Editorial: Teflon Nicola coming unstuck on Scottish justice system
So, today it’s the beleaguered staff at the Crown Office and Procurator Fiscal Service balloting on strike action. Yesterday, it was the hard-pressed members of the Edinburgh and Glasgow bar associations taking action.
Both of these actions, to which Scottish Legal News is entirely sympathetic, are the latest alarms to go off warning that the Scottish justice system has descended into an omnishambles.
But is anyone in the Scottish government listening? It is a constant source of amazement, and it pains us to say it, that Nicola Sturgeon seems as oblivious to the crisis in our justice system as Boris Johnson is to the crisis in the English justice system.

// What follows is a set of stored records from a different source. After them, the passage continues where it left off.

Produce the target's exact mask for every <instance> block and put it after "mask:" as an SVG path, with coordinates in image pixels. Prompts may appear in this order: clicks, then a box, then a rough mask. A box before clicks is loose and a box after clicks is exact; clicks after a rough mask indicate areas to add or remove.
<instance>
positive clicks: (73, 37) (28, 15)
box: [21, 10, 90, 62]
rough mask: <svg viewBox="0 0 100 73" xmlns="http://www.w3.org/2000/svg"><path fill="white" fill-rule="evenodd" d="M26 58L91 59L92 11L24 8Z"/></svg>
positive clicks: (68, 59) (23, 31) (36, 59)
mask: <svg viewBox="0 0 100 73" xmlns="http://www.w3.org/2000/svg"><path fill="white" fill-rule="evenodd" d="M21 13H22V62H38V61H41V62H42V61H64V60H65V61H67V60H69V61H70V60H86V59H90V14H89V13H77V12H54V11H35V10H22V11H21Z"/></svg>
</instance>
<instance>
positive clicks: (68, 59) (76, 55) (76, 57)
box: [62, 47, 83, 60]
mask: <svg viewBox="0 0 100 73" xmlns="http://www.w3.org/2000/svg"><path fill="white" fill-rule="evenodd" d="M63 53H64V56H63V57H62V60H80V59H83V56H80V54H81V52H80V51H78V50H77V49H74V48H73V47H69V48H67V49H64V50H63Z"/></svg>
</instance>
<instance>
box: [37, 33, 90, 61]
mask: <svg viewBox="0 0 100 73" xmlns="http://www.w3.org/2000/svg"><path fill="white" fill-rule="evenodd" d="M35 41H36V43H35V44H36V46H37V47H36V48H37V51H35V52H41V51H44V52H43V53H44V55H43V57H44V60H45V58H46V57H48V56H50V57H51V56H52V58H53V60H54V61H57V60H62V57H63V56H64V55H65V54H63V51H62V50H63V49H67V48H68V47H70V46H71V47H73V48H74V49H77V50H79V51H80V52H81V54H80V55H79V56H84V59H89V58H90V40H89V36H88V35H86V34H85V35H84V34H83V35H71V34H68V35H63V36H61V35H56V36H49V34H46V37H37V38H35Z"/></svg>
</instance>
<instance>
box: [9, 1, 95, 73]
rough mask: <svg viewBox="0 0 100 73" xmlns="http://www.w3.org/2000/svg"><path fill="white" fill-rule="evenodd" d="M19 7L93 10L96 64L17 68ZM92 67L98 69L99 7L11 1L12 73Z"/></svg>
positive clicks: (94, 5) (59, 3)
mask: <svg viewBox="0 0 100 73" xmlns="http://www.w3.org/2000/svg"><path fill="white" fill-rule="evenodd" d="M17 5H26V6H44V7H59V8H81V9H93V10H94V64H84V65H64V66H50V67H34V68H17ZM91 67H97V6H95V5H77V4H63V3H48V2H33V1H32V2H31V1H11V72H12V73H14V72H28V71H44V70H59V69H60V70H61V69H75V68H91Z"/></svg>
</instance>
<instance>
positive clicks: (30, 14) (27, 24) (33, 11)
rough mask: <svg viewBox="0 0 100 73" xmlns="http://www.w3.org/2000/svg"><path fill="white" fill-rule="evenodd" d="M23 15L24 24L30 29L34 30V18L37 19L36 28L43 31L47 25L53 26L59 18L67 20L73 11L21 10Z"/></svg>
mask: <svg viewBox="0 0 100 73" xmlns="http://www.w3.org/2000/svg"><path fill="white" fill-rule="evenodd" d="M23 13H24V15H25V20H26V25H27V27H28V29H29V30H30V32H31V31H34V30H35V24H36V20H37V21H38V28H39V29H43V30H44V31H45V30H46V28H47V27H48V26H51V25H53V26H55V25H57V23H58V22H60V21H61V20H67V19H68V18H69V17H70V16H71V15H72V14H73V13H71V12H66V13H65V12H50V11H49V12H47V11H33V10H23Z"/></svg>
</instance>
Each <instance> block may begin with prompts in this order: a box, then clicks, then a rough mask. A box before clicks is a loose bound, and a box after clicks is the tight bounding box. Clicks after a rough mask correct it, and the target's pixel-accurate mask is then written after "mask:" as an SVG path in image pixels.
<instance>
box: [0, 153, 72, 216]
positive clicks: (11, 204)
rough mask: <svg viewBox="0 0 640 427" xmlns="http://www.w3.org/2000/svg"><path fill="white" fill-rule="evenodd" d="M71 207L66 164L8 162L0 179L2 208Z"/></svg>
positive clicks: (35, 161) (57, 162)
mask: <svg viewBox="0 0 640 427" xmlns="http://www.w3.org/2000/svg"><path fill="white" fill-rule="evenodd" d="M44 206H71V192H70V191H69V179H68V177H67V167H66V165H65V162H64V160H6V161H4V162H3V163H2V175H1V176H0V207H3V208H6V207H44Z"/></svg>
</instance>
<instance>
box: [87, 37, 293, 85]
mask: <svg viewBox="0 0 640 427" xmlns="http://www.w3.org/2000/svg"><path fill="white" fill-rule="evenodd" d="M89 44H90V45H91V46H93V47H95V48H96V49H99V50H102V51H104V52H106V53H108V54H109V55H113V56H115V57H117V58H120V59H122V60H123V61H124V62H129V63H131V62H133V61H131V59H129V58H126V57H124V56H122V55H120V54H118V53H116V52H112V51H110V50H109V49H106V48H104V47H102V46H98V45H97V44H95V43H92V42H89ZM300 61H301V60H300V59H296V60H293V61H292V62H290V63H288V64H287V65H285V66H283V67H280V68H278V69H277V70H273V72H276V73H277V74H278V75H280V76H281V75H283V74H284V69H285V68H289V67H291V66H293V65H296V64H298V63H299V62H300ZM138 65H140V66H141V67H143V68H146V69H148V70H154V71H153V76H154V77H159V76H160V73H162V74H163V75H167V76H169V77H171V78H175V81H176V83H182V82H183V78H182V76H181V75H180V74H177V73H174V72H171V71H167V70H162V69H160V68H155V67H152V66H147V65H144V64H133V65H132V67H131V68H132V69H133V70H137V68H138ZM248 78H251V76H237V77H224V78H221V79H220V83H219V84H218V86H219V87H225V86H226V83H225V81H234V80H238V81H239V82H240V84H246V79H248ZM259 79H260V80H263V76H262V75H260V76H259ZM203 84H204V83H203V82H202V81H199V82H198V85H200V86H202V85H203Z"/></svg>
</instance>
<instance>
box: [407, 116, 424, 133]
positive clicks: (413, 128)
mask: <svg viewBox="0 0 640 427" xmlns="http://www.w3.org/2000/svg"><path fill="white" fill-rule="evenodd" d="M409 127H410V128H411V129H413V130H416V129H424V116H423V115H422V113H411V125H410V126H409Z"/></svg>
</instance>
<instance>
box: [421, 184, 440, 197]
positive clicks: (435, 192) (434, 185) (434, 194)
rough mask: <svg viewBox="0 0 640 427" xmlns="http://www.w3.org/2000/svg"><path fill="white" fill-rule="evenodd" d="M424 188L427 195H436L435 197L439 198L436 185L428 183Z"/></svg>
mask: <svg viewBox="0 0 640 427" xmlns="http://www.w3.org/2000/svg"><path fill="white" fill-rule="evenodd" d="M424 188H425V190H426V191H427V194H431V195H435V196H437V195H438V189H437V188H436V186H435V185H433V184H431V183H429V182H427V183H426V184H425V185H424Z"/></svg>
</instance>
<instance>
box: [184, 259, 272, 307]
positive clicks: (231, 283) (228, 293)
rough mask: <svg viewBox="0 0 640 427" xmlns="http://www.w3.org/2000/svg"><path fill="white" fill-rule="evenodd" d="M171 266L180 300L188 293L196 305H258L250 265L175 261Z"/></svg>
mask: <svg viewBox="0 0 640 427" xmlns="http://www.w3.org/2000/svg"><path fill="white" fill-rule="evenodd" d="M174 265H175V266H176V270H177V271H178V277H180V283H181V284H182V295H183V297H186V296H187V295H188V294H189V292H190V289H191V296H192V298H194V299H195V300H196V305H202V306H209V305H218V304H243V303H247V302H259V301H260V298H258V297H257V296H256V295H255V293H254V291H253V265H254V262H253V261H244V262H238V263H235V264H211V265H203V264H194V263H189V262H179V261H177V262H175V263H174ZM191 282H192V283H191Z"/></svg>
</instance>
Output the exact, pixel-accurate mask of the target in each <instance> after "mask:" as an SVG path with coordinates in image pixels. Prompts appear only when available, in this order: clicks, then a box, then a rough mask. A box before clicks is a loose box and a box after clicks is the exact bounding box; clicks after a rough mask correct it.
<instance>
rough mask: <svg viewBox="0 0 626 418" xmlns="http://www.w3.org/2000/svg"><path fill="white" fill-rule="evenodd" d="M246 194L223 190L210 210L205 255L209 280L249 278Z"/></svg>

How on earth have we arrived at a situation where a social democratic-leaning government in Holyrood can preside over a legal aid regime just as regressive as that administered by the knuckle-dragging Neanderthals currently ruling the Westminster roost?
When a bright-eyed young Nicola, armed with her law degree from Glasgow University, took up her first job at Drumchapel Law Centre (whose successor, the Drumchapel Money Advice Centre, now faces closure) could she ever have imagined that she would preside over the slow strangulation of legal aid and access to justice?
Could she ever have dreamed that malicious prosecution, an unimaginable hypothetical subject consigned to ethics classes, could become a reality in 21st century Scotland? And does she really believe that the victims of that malicious prosecution would have been able to secure redress had they not been wealthy men supported by their firms?
Can she be satisfied that, despite Scotland seeing itself as a progressive, Northern European country, we have the third highest prison population in Europe after an England currently in the grip of right-wing headbangers and a Spain that still wrestles with its fascist past?
It is shocking to reflect that we now live in a land where malicious prosecution is a reality, where trial by jury is constantly under threat and where citizens are more likely to be jailed – while at the same time access to justice is fast becoming a privilege of the rich.
Few would doubt that Nicola Sturgeon has more empathy and decency in her little finger than is possessed by the entire motley crew in 10 Downing Street. She is the Teflon Don of Scottish politics but she is coming unstuck on Scottish justice.
That saddens us because Scotland deserves better and, deep down, Nicola knows it too.